At least that’s what the little red diablo on my shoulder was telling me. He’s quite the charmer; he made a few appearances recently, resulting in a mental battle over what I thought was a simple case of idiocy. It turned out to be a violent immune system reaction.
![AJ Fights Fox News FINAL](https://csupueblotoday.com/wp-content/uploads/2011/01/AJ-Fights-Fox-News-FINAL-300x225.jpg)
The violence that took place in Tucson, Ariz., on Jan. 8, made me sick. No amount of Pepto-Bismol could help me feel better. I saw criticism. I saw the blame game take full effect.
This is usually the case in instances where a tragedy occurs, and it’s no help that our current media solution is to poke and prod every little detail for no reason (and no, I don’t think higher ratings are a good enough reason).
Hours before writing this article, I sat and discussed my displeasure of the situation with one of my friends, Jared Machini, a freshman majoring in sociology and criminology. He mentioned a Diane Sawyer interview with the doctor treating Arizona Rep. Gabrielle Giffords, who was shot in the head and came close to death.
In the interview, Sawyer apparently tried to flex her intellectual muscles, but collapsed in a heap of stupidity during the attempt.
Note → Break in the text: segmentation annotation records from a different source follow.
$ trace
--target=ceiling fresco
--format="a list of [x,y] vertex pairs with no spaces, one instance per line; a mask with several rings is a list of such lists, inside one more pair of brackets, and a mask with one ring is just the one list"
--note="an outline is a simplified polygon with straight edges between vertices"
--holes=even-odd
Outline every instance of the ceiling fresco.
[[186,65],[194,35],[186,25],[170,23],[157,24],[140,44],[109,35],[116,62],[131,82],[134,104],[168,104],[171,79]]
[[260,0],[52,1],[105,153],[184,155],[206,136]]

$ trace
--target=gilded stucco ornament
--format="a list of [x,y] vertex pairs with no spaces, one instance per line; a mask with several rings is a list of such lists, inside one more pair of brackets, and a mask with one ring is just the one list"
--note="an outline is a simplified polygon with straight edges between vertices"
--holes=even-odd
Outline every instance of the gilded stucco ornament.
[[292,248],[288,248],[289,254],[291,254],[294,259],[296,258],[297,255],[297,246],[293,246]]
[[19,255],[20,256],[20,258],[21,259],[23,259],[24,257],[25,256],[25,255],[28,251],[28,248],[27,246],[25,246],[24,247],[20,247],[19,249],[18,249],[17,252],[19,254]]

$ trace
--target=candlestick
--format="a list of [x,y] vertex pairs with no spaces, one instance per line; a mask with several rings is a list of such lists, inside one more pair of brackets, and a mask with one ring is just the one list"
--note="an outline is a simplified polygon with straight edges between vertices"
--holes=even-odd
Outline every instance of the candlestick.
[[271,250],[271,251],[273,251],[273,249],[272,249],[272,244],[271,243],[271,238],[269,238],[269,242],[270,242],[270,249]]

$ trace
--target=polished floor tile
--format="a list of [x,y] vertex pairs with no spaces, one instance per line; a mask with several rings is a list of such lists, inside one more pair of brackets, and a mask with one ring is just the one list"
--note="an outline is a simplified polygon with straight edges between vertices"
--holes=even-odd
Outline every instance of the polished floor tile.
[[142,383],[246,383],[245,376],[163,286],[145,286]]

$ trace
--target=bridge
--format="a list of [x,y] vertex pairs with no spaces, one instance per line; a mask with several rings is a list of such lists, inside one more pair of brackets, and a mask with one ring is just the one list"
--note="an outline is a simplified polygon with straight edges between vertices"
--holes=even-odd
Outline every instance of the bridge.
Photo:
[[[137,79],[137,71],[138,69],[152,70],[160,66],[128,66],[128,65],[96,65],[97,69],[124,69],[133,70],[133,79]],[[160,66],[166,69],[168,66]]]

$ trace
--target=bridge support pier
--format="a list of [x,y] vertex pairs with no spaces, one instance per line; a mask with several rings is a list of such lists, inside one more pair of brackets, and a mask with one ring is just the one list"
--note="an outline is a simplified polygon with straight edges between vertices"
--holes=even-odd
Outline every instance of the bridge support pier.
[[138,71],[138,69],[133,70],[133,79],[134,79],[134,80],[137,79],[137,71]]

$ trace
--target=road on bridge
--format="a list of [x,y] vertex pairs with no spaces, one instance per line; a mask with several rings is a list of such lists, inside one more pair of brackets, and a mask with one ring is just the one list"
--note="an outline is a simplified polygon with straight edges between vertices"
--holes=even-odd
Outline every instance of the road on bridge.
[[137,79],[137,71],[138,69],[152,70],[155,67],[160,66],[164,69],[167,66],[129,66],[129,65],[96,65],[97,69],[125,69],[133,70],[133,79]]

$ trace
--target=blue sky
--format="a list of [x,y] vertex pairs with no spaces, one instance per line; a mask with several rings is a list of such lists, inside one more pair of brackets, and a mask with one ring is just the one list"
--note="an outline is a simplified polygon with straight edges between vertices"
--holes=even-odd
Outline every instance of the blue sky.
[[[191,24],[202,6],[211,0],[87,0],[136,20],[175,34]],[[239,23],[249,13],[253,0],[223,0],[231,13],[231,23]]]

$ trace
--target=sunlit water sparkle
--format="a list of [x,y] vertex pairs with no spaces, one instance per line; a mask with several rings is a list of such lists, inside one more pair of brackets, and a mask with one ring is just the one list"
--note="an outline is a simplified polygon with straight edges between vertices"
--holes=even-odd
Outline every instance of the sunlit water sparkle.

During the morning show interview, it was stated, “while the doctors were working hard to keep Giffords alive, she held up the peace sign.”
The doctor replied calmly, stating “she was asked if she could hold up two fingers to test her cognitive skills.”
I’m glad the doctor was able to control his laughter because I would have laughed in Sawyer’s face. Not every little detail has to be taken to the absolute pinnacle of inner meaning. Some things are simple and literal. I laughed just hearing that story. I couldn’t help it.
I continued to laugh at my favorite source of unending silliness (i.e., the mainstream media) during the memorial service for those killed in Tucson.
Fox News (surprise, surprise) actually had the nerve to criticize the service, for various things including the traditional American Indian blessing at the beginning, calling it “weird,” “odd” and “unbefitting.”
If the word-munchers at Fox would open their closed mind, they would find that the blessing was very fitting for the service, and quite neat.
It bothers me that this horrible event caused such a hateful and ignorant reaction. National tragedies should not be vehicles for political agendas. Why can’t some factions of journalists get that through their thick skulls?
My cohort, Machini summed it up eloquently.
“In its pathetically desperate attempts to achieve greater numbers, the mainstream media continues to show its stupidity by turning simple, clear-cut concepts into brilliant intellectual feats of genius,” Machini said. “Thus, it makes things more complicated than they should be.”
If this article makes me a traitor, then so be it. At least I won’t feel ill anymore.